They were married in a church and got me Christened but that's about the extent of their church-going, these were just the done things. My dad was more into theories about aliens, my mum didn't much care about anything that didn't help with the housework.

I've investigated a lot of things. There's a certain amount of truth all over the place, the Buddha said some sensible things but Buddhism is properly agnostic although it has absorbed a lot of Hindu metaphysics. There's a lot of interesting Hindu philosophy as well, in fact my own view of the Universe has something in common with the Hindu cosmology lately. But Hinduism is still at root naive polytheism that has developed more towards monism through intellectual speculation. Judaism is interesting almost for being the other way around.

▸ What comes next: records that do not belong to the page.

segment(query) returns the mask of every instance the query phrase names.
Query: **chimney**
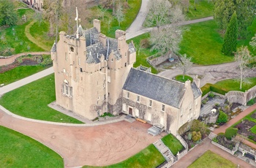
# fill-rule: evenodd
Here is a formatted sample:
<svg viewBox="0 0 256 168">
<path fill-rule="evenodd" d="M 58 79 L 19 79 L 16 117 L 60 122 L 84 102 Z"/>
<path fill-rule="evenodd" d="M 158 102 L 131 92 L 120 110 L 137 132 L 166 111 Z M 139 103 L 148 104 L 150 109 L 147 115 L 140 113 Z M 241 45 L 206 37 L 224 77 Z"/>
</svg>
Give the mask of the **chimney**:
<svg viewBox="0 0 256 168">
<path fill-rule="evenodd" d="M 198 76 L 196 75 L 195 77 L 194 77 L 194 82 L 195 83 L 195 85 L 197 86 L 198 88 L 200 88 L 200 80 L 198 78 Z"/>
<path fill-rule="evenodd" d="M 100 20 L 97 19 L 94 20 L 94 27 L 100 33 Z"/>
<path fill-rule="evenodd" d="M 116 39 L 118 39 L 120 37 L 124 36 L 125 37 L 126 32 L 124 31 L 121 30 L 116 30 Z"/>
</svg>

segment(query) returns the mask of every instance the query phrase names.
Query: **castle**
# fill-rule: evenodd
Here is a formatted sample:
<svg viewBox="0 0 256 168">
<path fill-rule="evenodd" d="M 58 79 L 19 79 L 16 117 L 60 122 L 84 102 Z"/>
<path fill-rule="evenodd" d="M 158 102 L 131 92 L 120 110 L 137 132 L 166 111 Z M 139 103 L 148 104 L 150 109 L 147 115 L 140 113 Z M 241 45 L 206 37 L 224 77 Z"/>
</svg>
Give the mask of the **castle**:
<svg viewBox="0 0 256 168">
<path fill-rule="evenodd" d="M 100 33 L 100 21 L 77 33 L 59 33 L 51 50 L 56 104 L 90 120 L 105 112 L 121 112 L 160 124 L 176 134 L 199 117 L 200 80 L 185 83 L 134 69 L 136 50 L 125 31 L 116 38 Z"/>
</svg>

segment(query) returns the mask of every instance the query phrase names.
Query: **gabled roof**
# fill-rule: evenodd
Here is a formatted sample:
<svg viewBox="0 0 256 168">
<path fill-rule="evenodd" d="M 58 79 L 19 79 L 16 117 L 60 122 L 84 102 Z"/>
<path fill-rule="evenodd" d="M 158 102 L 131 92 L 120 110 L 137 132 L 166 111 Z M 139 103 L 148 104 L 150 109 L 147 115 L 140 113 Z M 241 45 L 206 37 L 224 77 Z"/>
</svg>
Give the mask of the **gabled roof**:
<svg viewBox="0 0 256 168">
<path fill-rule="evenodd" d="M 132 68 L 123 89 L 178 108 L 185 84 Z"/>
<path fill-rule="evenodd" d="M 197 99 L 197 97 L 202 95 L 201 91 L 200 90 L 200 88 L 197 88 L 195 82 L 193 82 L 191 84 L 191 88 L 194 94 L 194 99 Z"/>
</svg>

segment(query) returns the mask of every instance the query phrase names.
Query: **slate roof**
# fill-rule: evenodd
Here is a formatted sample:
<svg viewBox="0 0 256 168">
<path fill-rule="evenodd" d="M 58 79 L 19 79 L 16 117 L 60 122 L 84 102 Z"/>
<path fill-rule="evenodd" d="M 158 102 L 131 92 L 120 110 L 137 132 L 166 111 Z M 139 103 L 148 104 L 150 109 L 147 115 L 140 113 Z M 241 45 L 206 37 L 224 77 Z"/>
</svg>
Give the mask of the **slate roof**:
<svg viewBox="0 0 256 168">
<path fill-rule="evenodd" d="M 123 89 L 178 108 L 185 84 L 132 68 Z"/>
<path fill-rule="evenodd" d="M 197 85 L 195 85 L 195 82 L 193 82 L 191 84 L 191 88 L 192 89 L 195 99 L 197 99 L 197 97 L 202 95 L 201 91 L 200 90 L 200 88 L 197 88 Z"/>
</svg>

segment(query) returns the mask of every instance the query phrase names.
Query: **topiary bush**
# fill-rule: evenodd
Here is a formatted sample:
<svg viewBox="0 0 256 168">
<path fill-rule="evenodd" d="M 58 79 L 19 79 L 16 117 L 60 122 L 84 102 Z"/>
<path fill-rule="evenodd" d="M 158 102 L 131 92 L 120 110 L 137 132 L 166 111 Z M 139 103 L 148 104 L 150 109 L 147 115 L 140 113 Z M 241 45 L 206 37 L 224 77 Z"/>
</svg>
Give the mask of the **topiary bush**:
<svg viewBox="0 0 256 168">
<path fill-rule="evenodd" d="M 227 123 L 227 119 L 228 119 L 227 115 L 223 111 L 219 110 L 219 114 L 217 123 Z"/>
<path fill-rule="evenodd" d="M 237 131 L 238 131 L 236 128 L 228 128 L 226 129 L 226 131 L 225 132 L 225 137 L 227 140 L 231 140 L 233 137 L 236 137 Z"/>
</svg>

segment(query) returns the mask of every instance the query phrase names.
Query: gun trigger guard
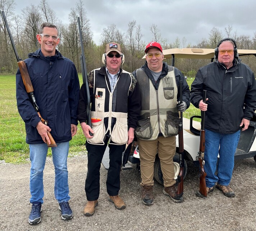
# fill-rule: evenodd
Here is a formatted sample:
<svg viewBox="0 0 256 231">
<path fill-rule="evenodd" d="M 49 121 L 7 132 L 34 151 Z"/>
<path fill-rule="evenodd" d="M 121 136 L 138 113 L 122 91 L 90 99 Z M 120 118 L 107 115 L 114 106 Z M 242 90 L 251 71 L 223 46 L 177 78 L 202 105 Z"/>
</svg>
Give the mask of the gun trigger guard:
<svg viewBox="0 0 256 231">
<path fill-rule="evenodd" d="M 45 124 L 45 125 L 47 125 L 48 124 L 48 121 L 47 120 L 44 120 L 44 122 L 42 121 L 42 123 L 43 123 L 44 124 Z"/>
</svg>

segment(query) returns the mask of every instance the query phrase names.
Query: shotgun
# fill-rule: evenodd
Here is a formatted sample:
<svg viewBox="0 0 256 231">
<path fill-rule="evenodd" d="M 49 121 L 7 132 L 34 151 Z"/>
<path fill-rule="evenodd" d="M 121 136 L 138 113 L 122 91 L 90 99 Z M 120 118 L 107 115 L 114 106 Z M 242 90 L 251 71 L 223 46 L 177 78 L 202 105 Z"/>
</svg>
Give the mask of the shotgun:
<svg viewBox="0 0 256 231">
<path fill-rule="evenodd" d="M 182 81 L 179 81 L 179 95 L 180 103 L 182 102 Z M 183 180 L 184 175 L 184 144 L 183 140 L 183 118 L 180 112 L 180 119 L 179 123 L 179 173 L 178 176 L 179 184 L 177 196 L 180 198 L 183 195 Z"/>
<path fill-rule="evenodd" d="M 206 103 L 206 92 L 204 90 L 203 93 L 203 102 Z M 196 193 L 197 195 L 201 197 L 207 197 L 206 184 L 205 182 L 205 177 L 206 173 L 205 172 L 204 166 L 205 165 L 205 111 L 202 112 L 202 120 L 201 121 L 201 132 L 200 135 L 200 145 L 199 146 L 199 161 L 200 168 L 200 183 L 199 191 Z"/>
<path fill-rule="evenodd" d="M 5 23 L 5 26 L 6 26 L 6 28 L 7 29 L 7 31 L 8 31 L 8 33 L 9 34 L 9 37 L 10 37 L 10 39 L 11 40 L 11 42 L 12 43 L 12 45 L 13 46 L 13 50 L 14 51 L 14 53 L 15 54 L 15 56 L 16 56 L 17 61 L 18 61 L 18 65 L 19 66 L 19 70 L 20 71 L 20 74 L 21 74 L 21 77 L 22 78 L 23 83 L 24 84 L 25 87 L 26 88 L 26 91 L 27 91 L 27 92 L 29 97 L 30 101 L 31 102 L 32 105 L 33 105 L 35 110 L 37 113 L 38 116 L 41 119 L 41 122 L 42 122 L 42 123 L 44 124 L 47 125 L 48 122 L 47 120 L 44 120 L 42 117 L 40 112 L 39 112 L 39 107 L 36 103 L 36 98 L 35 98 L 35 95 L 34 94 L 34 89 L 33 88 L 33 86 L 32 86 L 32 83 L 31 83 L 30 77 L 29 77 L 29 75 L 28 74 L 28 69 L 27 68 L 27 66 L 26 66 L 26 64 L 25 63 L 25 62 L 24 62 L 24 61 L 22 60 L 22 59 L 19 57 L 19 55 L 18 55 L 18 52 L 17 52 L 17 50 L 16 49 L 16 47 L 15 46 L 15 45 L 14 44 L 13 37 L 12 36 L 12 34 L 11 34 L 11 32 L 10 30 L 9 26 L 8 25 L 8 23 L 7 23 L 7 20 L 6 19 L 5 15 L 3 11 L 1 11 L 1 13 L 2 13 L 2 15 L 3 15 L 3 17 L 4 19 L 4 22 Z M 51 135 L 50 132 L 48 131 L 47 131 L 47 135 L 49 137 L 49 139 L 50 139 L 50 142 L 51 142 L 49 144 L 46 140 L 47 146 L 49 148 L 56 147 L 57 145 L 56 144 L 56 143 L 55 142 L 55 141 L 54 139 Z"/>
<path fill-rule="evenodd" d="M 81 44 L 81 51 L 82 55 L 80 56 L 80 62 L 81 63 L 81 68 L 82 68 L 82 75 L 83 77 L 83 83 L 85 84 L 86 90 L 87 98 L 87 107 L 86 107 L 86 113 L 87 113 L 87 119 L 86 124 L 91 128 L 92 127 L 92 121 L 91 118 L 91 98 L 90 97 L 90 92 L 89 89 L 89 84 L 88 83 L 88 78 L 87 76 L 87 70 L 86 70 L 86 64 L 85 62 L 85 57 L 84 56 L 84 51 L 83 49 L 83 36 L 81 29 L 80 18 L 77 17 L 77 21 L 78 23 L 78 29 L 79 29 L 79 34 L 80 35 L 80 44 Z M 90 135 L 93 135 L 91 131 L 89 132 Z"/>
</svg>

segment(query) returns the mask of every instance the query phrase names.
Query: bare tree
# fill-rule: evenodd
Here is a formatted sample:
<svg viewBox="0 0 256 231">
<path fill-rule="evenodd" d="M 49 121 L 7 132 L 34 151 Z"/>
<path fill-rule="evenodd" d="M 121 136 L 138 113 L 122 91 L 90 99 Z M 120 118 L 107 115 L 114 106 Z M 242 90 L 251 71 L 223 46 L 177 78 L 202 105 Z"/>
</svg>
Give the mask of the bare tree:
<svg viewBox="0 0 256 231">
<path fill-rule="evenodd" d="M 210 48 L 208 40 L 205 38 L 201 38 L 199 40 L 196 47 L 197 48 Z"/>
<path fill-rule="evenodd" d="M 169 42 L 169 41 L 166 38 L 162 39 L 161 43 L 162 48 L 164 50 L 172 49 L 173 48 L 173 43 Z"/>
<path fill-rule="evenodd" d="M 182 38 L 182 47 L 186 47 L 187 46 L 187 39 L 185 37 Z"/>
<path fill-rule="evenodd" d="M 29 40 L 31 47 L 37 49 L 36 35 L 39 33 L 39 27 L 42 22 L 39 8 L 31 4 L 22 11 L 22 21 L 25 25 L 24 32 Z"/>
<path fill-rule="evenodd" d="M 239 47 L 239 49 L 249 50 L 252 46 L 252 43 L 248 35 L 240 35 L 237 39 L 236 42 L 237 45 Z"/>
<path fill-rule="evenodd" d="M 43 18 L 47 22 L 55 24 L 57 21 L 56 13 L 51 9 L 46 0 L 41 0 L 39 8 L 43 13 Z"/>
<path fill-rule="evenodd" d="M 161 39 L 161 32 L 155 24 L 152 24 L 150 28 L 150 32 L 153 35 L 153 40 L 155 42 L 158 42 Z"/>
<path fill-rule="evenodd" d="M 178 37 L 177 37 L 173 42 L 173 48 L 180 48 L 180 40 Z"/>
<path fill-rule="evenodd" d="M 227 28 L 227 27 L 225 28 L 225 29 L 224 29 L 224 31 L 225 31 L 225 32 L 226 32 L 226 33 L 227 34 L 227 38 L 230 37 L 231 31 L 232 31 L 232 30 L 233 30 L 233 27 L 232 26 L 232 25 L 231 25 L 231 26 L 229 25 L 228 26 Z"/>
<path fill-rule="evenodd" d="M 13 17 L 15 6 L 14 0 L 0 0 L 0 9 L 4 12 L 10 27 L 12 26 L 10 22 L 11 18 Z M 0 17 L 0 71 L 13 71 L 13 48 L 10 46 L 10 40 L 8 35 L 5 24 L 1 14 Z"/>
<path fill-rule="evenodd" d="M 133 36 L 133 31 L 135 28 L 136 25 L 135 20 L 129 22 L 128 23 L 128 29 L 126 32 L 128 47 L 132 55 L 134 55 L 135 51 L 135 39 Z"/>
<path fill-rule="evenodd" d="M 221 31 L 214 27 L 211 30 L 209 36 L 209 41 L 210 48 L 215 48 L 219 42 L 223 38 Z"/>
<path fill-rule="evenodd" d="M 136 42 L 136 49 L 138 53 L 143 51 L 144 42 L 142 41 L 142 37 L 144 35 L 141 33 L 141 27 L 140 25 L 137 25 L 136 27 L 136 33 L 135 34 L 135 40 Z"/>
<path fill-rule="evenodd" d="M 101 42 L 104 45 L 115 42 L 120 44 L 124 43 L 124 34 L 116 28 L 115 24 L 111 24 L 107 28 L 104 28 L 101 36 Z"/>
</svg>

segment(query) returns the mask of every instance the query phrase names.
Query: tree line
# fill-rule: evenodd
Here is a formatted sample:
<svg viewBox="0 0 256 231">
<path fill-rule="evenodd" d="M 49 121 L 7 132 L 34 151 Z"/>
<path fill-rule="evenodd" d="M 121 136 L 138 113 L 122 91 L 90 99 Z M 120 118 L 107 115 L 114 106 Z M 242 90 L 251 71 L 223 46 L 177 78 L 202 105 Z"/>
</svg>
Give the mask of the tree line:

(, Thu 6 Oct 2011, 0:45, archived)
Sikhism is interesting in that it expresses a fundamental physical truth in spiritual terms.
Their higher power is not a named deity but an intangible, universal force of light, truth, order, etc. - and it has since been deduced that the very presence of stuctured matter from atoms to life itself resulted from the prevalence of order against entropy.
(, Thu 6 Oct 2011, 0:58, archived)
I don't know where you intend to go with this.
The Sikhs call God "Waheguru" but note that it is only one name amongst any number of possible names. They meditate upon the "naam" or "name".